The dollar is higher for the 5th consecutive day as traders continue to rebalance positions and bring exposures into alignment with shifting Fed rate policy. Last week’s higher-than-expected CPI data for March (consumer inflation) sparked a prolonged market adjustment touching all financial assets. Stubborn inflation has compelled the Fed to revise its rate policy outlook, signaling its intention to maintain the overnight rate at the current 5.50% target until inflation resumes its lower trajectory.
The U.S. Dollar index is +0.05% today and +2.2% since last Wednesday. The dollar is higher by a wide margin vs. all G10 currencies and even higher vs. emerging market pairs: +4.86% vs. BRL, +3.65% vs. MXN, +3.35% vs. AUD, +2.90% vs. NZD, +2.87% vs.
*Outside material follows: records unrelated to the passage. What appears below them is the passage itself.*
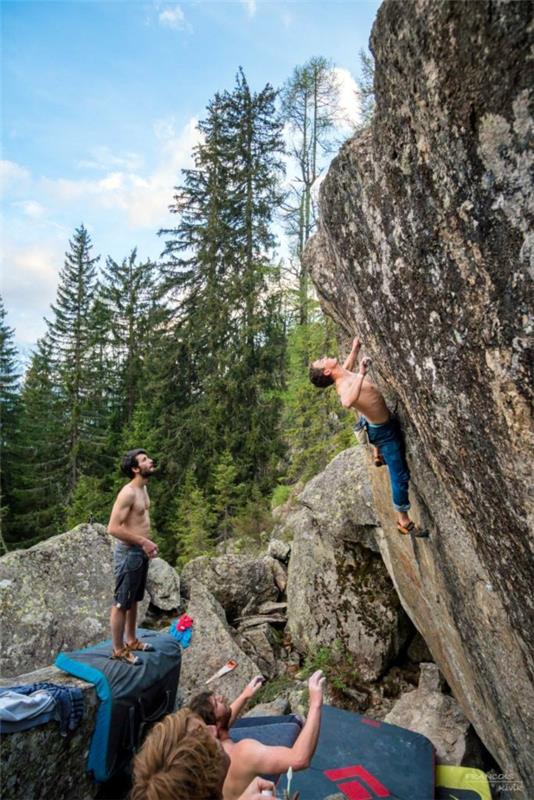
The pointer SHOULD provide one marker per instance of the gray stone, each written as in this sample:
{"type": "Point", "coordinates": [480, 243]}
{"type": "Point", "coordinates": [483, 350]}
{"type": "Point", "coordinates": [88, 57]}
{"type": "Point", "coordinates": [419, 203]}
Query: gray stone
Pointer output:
{"type": "Point", "coordinates": [338, 587]}
{"type": "Point", "coordinates": [279, 575]}
{"type": "Point", "coordinates": [437, 716]}
{"type": "Point", "coordinates": [163, 585]}
{"type": "Point", "coordinates": [279, 550]}
{"type": "Point", "coordinates": [234, 580]}
{"type": "Point", "coordinates": [269, 607]}
{"type": "Point", "coordinates": [418, 650]}
{"type": "Point", "coordinates": [56, 596]}
{"type": "Point", "coordinates": [260, 643]}
{"type": "Point", "coordinates": [425, 250]}
{"type": "Point", "coordinates": [275, 708]}
{"type": "Point", "coordinates": [213, 643]}
{"type": "Point", "coordinates": [40, 762]}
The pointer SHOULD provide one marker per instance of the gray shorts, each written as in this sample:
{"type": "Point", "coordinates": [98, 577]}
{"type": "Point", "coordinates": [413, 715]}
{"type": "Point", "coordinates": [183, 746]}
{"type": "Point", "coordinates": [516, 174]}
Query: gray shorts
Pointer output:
{"type": "Point", "coordinates": [130, 569]}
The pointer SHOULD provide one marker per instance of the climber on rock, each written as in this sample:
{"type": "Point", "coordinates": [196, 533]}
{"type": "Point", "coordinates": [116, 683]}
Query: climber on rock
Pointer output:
{"type": "Point", "coordinates": [356, 391]}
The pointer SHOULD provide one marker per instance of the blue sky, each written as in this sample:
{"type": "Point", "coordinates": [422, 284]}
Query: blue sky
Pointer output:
{"type": "Point", "coordinates": [100, 103]}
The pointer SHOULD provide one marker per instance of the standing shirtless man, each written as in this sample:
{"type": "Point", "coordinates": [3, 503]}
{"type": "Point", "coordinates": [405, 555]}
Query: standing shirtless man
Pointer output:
{"type": "Point", "coordinates": [356, 391]}
{"type": "Point", "coordinates": [130, 524]}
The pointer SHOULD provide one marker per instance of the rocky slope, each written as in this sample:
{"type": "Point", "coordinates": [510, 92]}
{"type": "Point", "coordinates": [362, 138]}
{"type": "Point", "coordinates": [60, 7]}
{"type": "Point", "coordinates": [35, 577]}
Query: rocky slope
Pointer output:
{"type": "Point", "coordinates": [425, 248]}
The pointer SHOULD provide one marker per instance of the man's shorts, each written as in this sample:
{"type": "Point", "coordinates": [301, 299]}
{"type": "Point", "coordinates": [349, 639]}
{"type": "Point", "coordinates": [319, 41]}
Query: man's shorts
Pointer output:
{"type": "Point", "coordinates": [130, 569]}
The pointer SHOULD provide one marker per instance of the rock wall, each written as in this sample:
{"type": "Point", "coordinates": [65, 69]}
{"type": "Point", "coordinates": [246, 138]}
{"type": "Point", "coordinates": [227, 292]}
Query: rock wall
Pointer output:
{"type": "Point", "coordinates": [425, 249]}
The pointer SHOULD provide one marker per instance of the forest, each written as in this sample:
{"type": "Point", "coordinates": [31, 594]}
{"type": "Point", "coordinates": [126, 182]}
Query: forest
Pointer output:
{"type": "Point", "coordinates": [201, 358]}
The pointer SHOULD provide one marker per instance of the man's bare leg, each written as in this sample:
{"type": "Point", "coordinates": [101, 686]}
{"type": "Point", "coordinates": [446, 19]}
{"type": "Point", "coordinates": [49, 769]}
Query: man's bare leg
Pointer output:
{"type": "Point", "coordinates": [118, 623]}
{"type": "Point", "coordinates": [131, 624]}
{"type": "Point", "coordinates": [403, 518]}
{"type": "Point", "coordinates": [377, 457]}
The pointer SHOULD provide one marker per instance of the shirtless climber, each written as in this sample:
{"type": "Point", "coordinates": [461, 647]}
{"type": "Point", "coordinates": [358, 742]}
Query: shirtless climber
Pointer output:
{"type": "Point", "coordinates": [130, 524]}
{"type": "Point", "coordinates": [356, 391]}
{"type": "Point", "coordinates": [248, 757]}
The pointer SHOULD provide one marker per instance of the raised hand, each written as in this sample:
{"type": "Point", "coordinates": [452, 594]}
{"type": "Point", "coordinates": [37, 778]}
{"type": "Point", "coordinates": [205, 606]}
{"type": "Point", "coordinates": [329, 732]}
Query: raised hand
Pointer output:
{"type": "Point", "coordinates": [255, 684]}
{"type": "Point", "coordinates": [316, 688]}
{"type": "Point", "coordinates": [365, 363]}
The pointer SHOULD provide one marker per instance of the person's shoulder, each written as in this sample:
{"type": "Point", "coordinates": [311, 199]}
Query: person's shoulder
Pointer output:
{"type": "Point", "coordinates": [126, 494]}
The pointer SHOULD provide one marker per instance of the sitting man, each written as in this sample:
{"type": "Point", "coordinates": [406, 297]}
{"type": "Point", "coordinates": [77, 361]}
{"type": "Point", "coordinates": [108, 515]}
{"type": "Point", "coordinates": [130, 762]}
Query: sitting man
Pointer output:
{"type": "Point", "coordinates": [358, 392]}
{"type": "Point", "coordinates": [181, 759]}
{"type": "Point", "coordinates": [248, 757]}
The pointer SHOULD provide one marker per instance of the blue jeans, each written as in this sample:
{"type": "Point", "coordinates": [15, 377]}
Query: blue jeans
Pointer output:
{"type": "Point", "coordinates": [388, 438]}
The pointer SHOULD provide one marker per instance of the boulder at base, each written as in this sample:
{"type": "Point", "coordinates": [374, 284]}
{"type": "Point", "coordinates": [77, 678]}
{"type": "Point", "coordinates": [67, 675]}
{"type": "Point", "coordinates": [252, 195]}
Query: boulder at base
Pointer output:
{"type": "Point", "coordinates": [236, 581]}
{"type": "Point", "coordinates": [56, 596]}
{"type": "Point", "coordinates": [338, 587]}
{"type": "Point", "coordinates": [213, 644]}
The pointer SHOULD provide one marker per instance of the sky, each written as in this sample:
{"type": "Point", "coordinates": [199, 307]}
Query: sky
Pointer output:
{"type": "Point", "coordinates": [100, 102]}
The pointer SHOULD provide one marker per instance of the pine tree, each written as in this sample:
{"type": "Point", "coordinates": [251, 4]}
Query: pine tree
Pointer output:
{"type": "Point", "coordinates": [366, 86]}
{"type": "Point", "coordinates": [89, 502]}
{"type": "Point", "coordinates": [191, 523]}
{"type": "Point", "coordinates": [227, 494]}
{"type": "Point", "coordinates": [226, 348]}
{"type": "Point", "coordinates": [310, 105]}
{"type": "Point", "coordinates": [129, 296]}
{"type": "Point", "coordinates": [40, 473]}
{"type": "Point", "coordinates": [72, 337]}
{"type": "Point", "coordinates": [9, 413]}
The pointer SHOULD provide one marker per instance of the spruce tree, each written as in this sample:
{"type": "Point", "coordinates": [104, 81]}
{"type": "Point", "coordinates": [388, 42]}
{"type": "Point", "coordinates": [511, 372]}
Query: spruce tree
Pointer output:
{"type": "Point", "coordinates": [9, 413]}
{"type": "Point", "coordinates": [40, 473]}
{"type": "Point", "coordinates": [72, 337]}
{"type": "Point", "coordinates": [128, 293]}
{"type": "Point", "coordinates": [226, 348]}
{"type": "Point", "coordinates": [310, 105]}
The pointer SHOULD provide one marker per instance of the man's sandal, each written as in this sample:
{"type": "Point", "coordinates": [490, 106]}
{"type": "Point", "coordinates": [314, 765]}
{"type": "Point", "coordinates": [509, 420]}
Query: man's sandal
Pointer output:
{"type": "Point", "coordinates": [126, 656]}
{"type": "Point", "coordinates": [144, 647]}
{"type": "Point", "coordinates": [413, 530]}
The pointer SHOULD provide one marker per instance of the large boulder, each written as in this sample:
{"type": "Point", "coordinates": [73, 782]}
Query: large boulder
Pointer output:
{"type": "Point", "coordinates": [57, 596]}
{"type": "Point", "coordinates": [338, 589]}
{"type": "Point", "coordinates": [163, 585]}
{"type": "Point", "coordinates": [425, 249]}
{"type": "Point", "coordinates": [213, 643]}
{"type": "Point", "coordinates": [438, 716]}
{"type": "Point", "coordinates": [236, 581]}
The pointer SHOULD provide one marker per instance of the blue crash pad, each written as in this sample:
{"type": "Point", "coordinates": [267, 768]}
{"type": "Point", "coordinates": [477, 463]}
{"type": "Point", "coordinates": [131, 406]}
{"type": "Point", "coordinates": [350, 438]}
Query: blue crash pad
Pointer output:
{"type": "Point", "coordinates": [364, 759]}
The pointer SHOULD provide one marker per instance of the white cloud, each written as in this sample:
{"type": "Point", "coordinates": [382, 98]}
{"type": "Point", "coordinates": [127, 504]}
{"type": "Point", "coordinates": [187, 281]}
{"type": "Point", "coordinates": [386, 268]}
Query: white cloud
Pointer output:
{"type": "Point", "coordinates": [287, 19]}
{"type": "Point", "coordinates": [31, 208]}
{"type": "Point", "coordinates": [12, 175]}
{"type": "Point", "coordinates": [102, 158]}
{"type": "Point", "coordinates": [251, 7]}
{"type": "Point", "coordinates": [143, 197]}
{"type": "Point", "coordinates": [173, 17]}
{"type": "Point", "coordinates": [349, 98]}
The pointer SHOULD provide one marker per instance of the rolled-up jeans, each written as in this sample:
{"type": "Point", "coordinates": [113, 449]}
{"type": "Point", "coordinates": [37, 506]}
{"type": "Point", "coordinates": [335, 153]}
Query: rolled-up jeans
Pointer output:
{"type": "Point", "coordinates": [388, 438]}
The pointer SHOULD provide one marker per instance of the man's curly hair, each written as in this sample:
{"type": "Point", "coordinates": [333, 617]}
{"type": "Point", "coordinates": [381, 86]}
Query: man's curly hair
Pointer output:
{"type": "Point", "coordinates": [179, 760]}
{"type": "Point", "coordinates": [319, 379]}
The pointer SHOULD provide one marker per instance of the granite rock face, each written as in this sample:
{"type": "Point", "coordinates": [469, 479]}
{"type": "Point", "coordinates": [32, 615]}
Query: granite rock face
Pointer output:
{"type": "Point", "coordinates": [238, 582]}
{"type": "Point", "coordinates": [57, 595]}
{"type": "Point", "coordinates": [338, 588]}
{"type": "Point", "coordinates": [163, 585]}
{"type": "Point", "coordinates": [427, 710]}
{"type": "Point", "coordinates": [213, 644]}
{"type": "Point", "coordinates": [425, 249]}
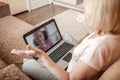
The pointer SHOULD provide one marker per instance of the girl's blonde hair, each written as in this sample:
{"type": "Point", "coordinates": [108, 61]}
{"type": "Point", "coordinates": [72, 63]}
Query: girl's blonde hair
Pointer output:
{"type": "Point", "coordinates": [104, 15]}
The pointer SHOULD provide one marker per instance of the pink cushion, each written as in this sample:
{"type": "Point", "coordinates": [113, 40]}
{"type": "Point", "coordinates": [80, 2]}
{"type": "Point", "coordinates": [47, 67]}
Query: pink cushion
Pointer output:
{"type": "Point", "coordinates": [2, 64]}
{"type": "Point", "coordinates": [12, 72]}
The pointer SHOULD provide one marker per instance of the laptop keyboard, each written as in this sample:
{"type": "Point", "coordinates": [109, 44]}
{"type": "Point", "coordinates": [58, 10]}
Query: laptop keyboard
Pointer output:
{"type": "Point", "coordinates": [60, 51]}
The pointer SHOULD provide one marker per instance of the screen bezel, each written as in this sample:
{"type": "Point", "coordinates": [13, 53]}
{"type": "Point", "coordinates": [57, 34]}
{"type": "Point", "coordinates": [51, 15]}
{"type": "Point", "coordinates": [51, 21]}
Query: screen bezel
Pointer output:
{"type": "Point", "coordinates": [40, 27]}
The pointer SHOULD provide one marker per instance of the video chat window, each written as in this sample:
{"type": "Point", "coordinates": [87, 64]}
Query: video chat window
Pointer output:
{"type": "Point", "coordinates": [45, 37]}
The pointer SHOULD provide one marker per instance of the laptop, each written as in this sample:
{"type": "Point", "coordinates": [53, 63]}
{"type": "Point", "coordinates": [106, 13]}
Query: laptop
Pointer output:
{"type": "Point", "coordinates": [51, 42]}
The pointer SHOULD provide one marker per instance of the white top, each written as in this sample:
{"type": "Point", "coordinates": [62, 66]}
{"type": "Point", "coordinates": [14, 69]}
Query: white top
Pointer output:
{"type": "Point", "coordinates": [97, 51]}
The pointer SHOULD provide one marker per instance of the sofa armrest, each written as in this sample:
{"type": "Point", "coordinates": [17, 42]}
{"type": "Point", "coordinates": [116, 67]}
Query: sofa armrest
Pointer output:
{"type": "Point", "coordinates": [12, 72]}
{"type": "Point", "coordinates": [112, 73]}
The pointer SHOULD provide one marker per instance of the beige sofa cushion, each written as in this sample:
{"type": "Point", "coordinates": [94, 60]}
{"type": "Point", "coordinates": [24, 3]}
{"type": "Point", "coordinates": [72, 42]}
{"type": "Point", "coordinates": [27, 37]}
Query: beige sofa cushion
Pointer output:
{"type": "Point", "coordinates": [12, 72]}
{"type": "Point", "coordinates": [112, 73]}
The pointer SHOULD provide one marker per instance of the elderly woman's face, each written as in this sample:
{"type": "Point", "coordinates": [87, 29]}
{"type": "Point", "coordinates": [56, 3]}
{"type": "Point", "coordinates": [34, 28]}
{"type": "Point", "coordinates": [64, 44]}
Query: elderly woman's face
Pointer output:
{"type": "Point", "coordinates": [40, 37]}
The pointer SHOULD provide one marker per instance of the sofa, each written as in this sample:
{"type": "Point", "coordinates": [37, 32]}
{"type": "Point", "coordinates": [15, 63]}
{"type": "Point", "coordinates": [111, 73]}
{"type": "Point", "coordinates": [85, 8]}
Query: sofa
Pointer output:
{"type": "Point", "coordinates": [11, 37]}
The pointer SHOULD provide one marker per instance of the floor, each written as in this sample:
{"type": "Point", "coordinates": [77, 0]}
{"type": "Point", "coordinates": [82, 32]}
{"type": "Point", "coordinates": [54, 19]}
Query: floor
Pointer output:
{"type": "Point", "coordinates": [40, 14]}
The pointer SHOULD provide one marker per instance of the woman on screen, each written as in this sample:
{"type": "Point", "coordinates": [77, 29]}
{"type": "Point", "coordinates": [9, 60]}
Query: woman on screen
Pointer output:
{"type": "Point", "coordinates": [41, 40]}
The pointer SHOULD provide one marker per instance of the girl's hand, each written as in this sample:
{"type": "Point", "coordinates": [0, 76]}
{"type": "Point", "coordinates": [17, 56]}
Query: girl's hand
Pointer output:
{"type": "Point", "coordinates": [36, 50]}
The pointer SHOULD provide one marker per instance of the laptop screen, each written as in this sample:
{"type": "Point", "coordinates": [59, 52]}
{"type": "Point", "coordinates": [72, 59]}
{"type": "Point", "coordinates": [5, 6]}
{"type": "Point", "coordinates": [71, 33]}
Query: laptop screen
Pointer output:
{"type": "Point", "coordinates": [44, 37]}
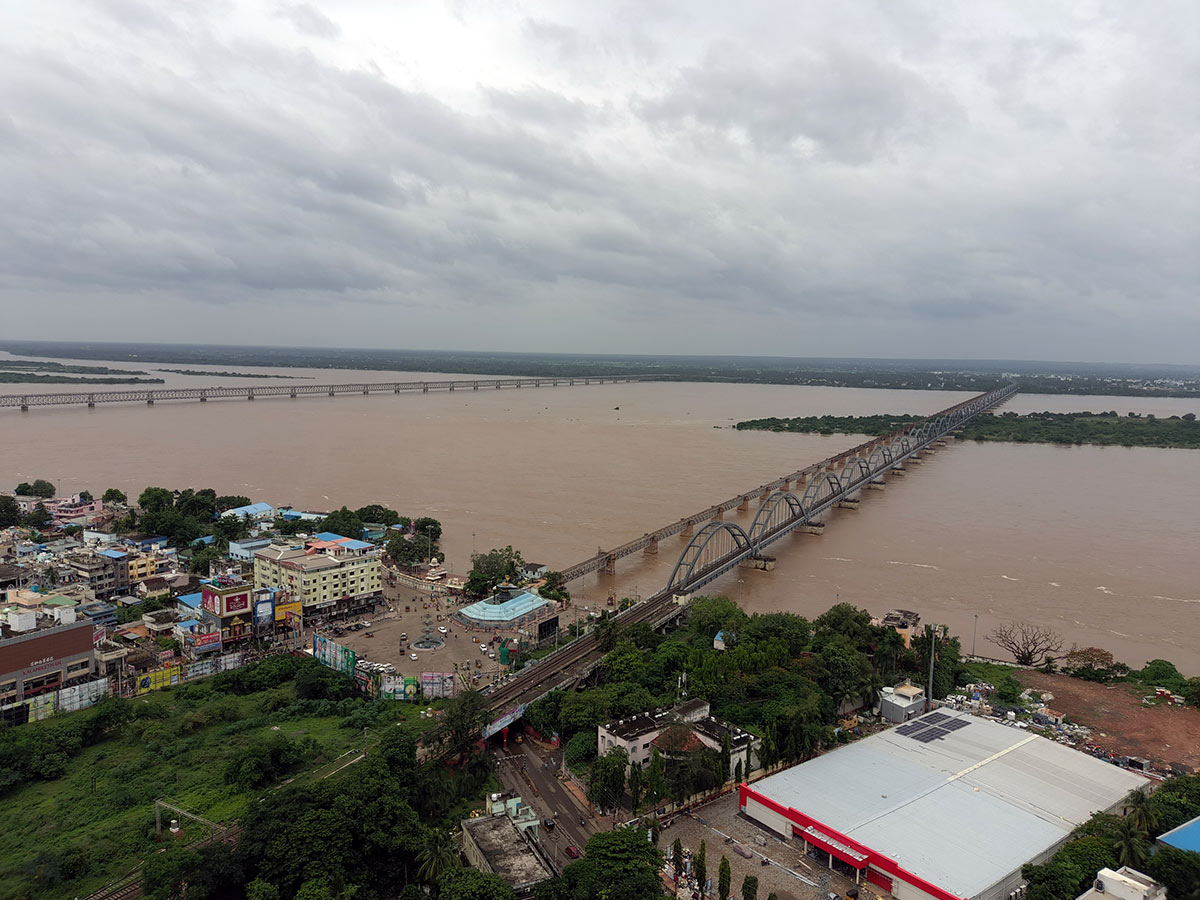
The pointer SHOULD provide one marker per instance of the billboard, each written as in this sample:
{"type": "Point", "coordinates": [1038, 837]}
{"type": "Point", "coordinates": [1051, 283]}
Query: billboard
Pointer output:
{"type": "Point", "coordinates": [400, 687]}
{"type": "Point", "coordinates": [436, 685]}
{"type": "Point", "coordinates": [289, 610]}
{"type": "Point", "coordinates": [264, 610]}
{"type": "Point", "coordinates": [159, 679]}
{"type": "Point", "coordinates": [328, 653]}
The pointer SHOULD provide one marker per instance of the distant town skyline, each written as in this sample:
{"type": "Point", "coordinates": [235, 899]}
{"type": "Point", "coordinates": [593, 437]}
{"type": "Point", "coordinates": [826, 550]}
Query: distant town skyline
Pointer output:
{"type": "Point", "coordinates": [865, 180]}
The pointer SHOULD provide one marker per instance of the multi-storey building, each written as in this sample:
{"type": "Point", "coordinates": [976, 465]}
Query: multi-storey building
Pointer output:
{"type": "Point", "coordinates": [329, 574]}
{"type": "Point", "coordinates": [105, 571]}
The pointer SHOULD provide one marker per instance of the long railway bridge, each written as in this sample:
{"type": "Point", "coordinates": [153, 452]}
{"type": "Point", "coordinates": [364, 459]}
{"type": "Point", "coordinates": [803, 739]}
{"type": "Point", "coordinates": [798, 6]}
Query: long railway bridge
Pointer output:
{"type": "Point", "coordinates": [718, 546]}
{"type": "Point", "coordinates": [149, 397]}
ZAR, and several sub-2% gains.
U.S. 10-year yield is +0.05% today leading all tenors and is +0.299 bps since last Wednesday, a clear signal of the market’s expectation of a reduced number of rate cuts this year.
Monthly Housing Starts for March were -14.7%, sharply lower than the -2.40% estimate, and a near reversal of February’s +12.7%. Building permits showed a similar result, lower than the estimate but a 2x reversal of February (-4.3% vs. +2.3%).